Paylaş
SON yıllarda dillerden düşmeyen ‘‘uyum’’ sözünün karşılıklı çıkarlarda uzlaşıp halkı uyutma anlamına geldiği bilinirdi, ama dış çıkarlarla da uyuşup ulusal hukukun ırzına geçmek anlamına geldiği bilinmezdi.
Şimdi o oluyor.
Bereket, ‘‘kırk yılda bir’’ kamunun hukukunu savunan bir devlet başkanı çıktı. Ama, kıyamet koparılmakta. Cumhurbaşkanlığı, yerine getirilmesi kurallara bağlı bir görev değil de sultanlıkmış gibi, ‘‘O saltanat kayığına seni biz bindirdik; istediklerimizi yapacaksın!’’ demeye getiriyorlar. Kendilerinin atamasıyla değil, olsa olsa aday göstermeleriyle, ama sonuçta TBMM'nin oylarıyla seçilmiş bir kişi için böyle düşünürlerse, bakan ve genel müdür yaptıkları ‘‘atanmışlar’’ için neler düşünürler ve onlara neler yaptırırlar, bunu da siz düşünün.
Artık, o makama seçilen kişi kurallara göre davranınca, bindirdiklerini sandıkları saltanat kayığından indirmenin yolunu arıyorlar.

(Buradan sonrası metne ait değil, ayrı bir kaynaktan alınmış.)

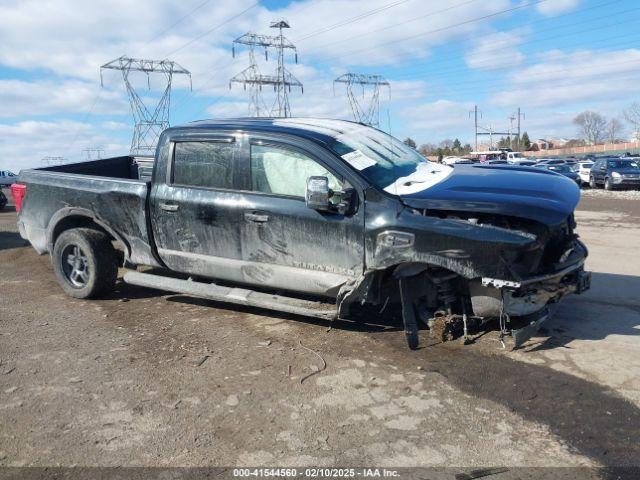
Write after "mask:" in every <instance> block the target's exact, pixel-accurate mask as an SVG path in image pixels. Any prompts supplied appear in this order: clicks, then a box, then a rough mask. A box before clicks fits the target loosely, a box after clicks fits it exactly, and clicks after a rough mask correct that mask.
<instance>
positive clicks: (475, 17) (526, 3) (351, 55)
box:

Umurundaymış gibi.
Dünkü Hürriyet'te Muharrem Sarıkaya ile Şehriban Oğhan'ın bu arayışa ilişkin olarak bakanların düşüncelerini aktardıkları haber harikaydı.
Şimdi sıkı durun ve ‘‘düşünceler’’e bakıp hizaya gelin.
Bakanlar Kurulu toplantısında, özelleştirmeden sorumlu devlet bakanı ‘‘Kararlılığımızı göstermek için üç kamu bankasını Özelleştirme Yüksek Kurulu bünyesine alabiliriz’’ demiş. Böylece, o ‘‘yüksek’’ kurulun, özelleştirme sorunlarını enine boyuna tartışan ciddi bir organ değil, Mesut Yılmaz'ın ‘‘Herkes Danıştay'da dava açmaya kalkar’’ deyişinden de belli olduğu gibi, yapılmayacak işleri kitabına uydurarak yapma yeri olduğunu öğreniyorsunuz.
Hukukçu Adalet Bakanı'nın bulduğu çare ise evlere şenlik: ‘‘Anayasa'yı değiştirip KHK'ları cumhurbaşkanının imza kapsamından çıkaralım’’ demiş. Yani, hem ‘‘kanun hükmünde’’ olacak, hem de devlet başkanınca imzalanmayacak!
Milli Eğitim Bakanı'nın ‘‘Cumhurbaşkanı otuz beş yıl yargıçlık yapmış, davalı ile davacı arasında taraf olmayan bir yol izlemiş; değişmesi zor’’ demesi de para etmiyor. İlle değiştirecekler. Kültür Bakanı'nın önerisi üzerine benimsenen pek ‘‘kültürlü’’ çözümler şunlar: ‘‘Meclis grupları olarak Sezer'i istifaya davet edelim. Anayasa'yı değiştirip üçte iki çoğunlukla görevden alınmasını sağlayalım. Zaten yargıçlıktan çekilmeden seçilmişti; Anayasa Mahkemesi'ne başvurup görevini geçersiz sayalım!’’
Öyle gerekçeler ki, duyan her hukukçu mutlaka gülmekten yerlere yatmıştır.
Çok acele paraya gereksinim duysanız, bankada bol paranız bile olsa, işlemin tamamlanmasını beklemenizi söyleyen görevliye tabanca çekip ‘‘Ben işlem falan bilmem, parayı ver!’’ demezsiniz. Öyle davranışın adı, Amerikan filmlerinde ‘‘hold up’’tır. Taklitçi yerli filmlerde banka basanların ara sıra ‘‘Eller yukarı, bu bir soygundur!’’ diye bağırdıkları olursa da, gerçek Türk kültüründe bu işler, hele dışarıdan yabancılarca suça azmettirilerek yaptırılıyorsa, sessiz yapılır ve ancak soygun başarılamazsa kıyamet kopar.